Let's say you charge a capacitor with a 10V battery. The capacitor will have a potential difference (pd) of 10V once it is fully charged. If you then connect a light bulb to the capacitor, the pd across the light bulb will also be 10V until it decreases exponentially to 0 as the capacitor discharges.

How is this any different to connecting a variable resistor in series with a 10V battery and an identical bulb, and then increasing the resistance of the resistor so that the pd across the bulb decreases at the same rate as it did with the capacitor?

I've read that the capacitor produces a greater power output, but how can this be true? Using a capacitor rather than a battery wouldn't cause the pd across the bulb to be greater, nor would it cause the current through the bulb to be greater (the current with a capacitor would be the same initially as it would be were the bulb connected to a battery, but it would decay exponentially along with the pd).

Therefore, how does discharging a capacitor result in a greater energy and power output than using a battery?


2 Answers 2


You are considering perfect batteries, that could maintain their potential under any load (current), but real batteries always have some internal resistance, which causes a voltage drop under load.

Since the internal resistance of a capacitor is much lower, it's able to deliver considerably higher currents.

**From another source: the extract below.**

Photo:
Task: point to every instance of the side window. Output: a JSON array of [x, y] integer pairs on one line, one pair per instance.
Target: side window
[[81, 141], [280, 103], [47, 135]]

The reason for this difference is that in a battery there is a latency associated with the chemical reaction to transfer the chemical energy into electrical energy [while a] capacitor is storing the electrical energy directly on the plates so discharging rate for capacitors are directly related to the conduction capabilities of the capacitors plates [Science News for Students].


Don't confuse energy and power. The capacitor almost certainly has a far smaller energy capacity. What it can probably do is deliver its small amount of energy very quickly so, for a brief moment, its power is higher. It would be similar to a race between a sprinter and a marathon runner. The sprinter will make a much faster start but tire much more quickly. The marathon runner will keep going much longer.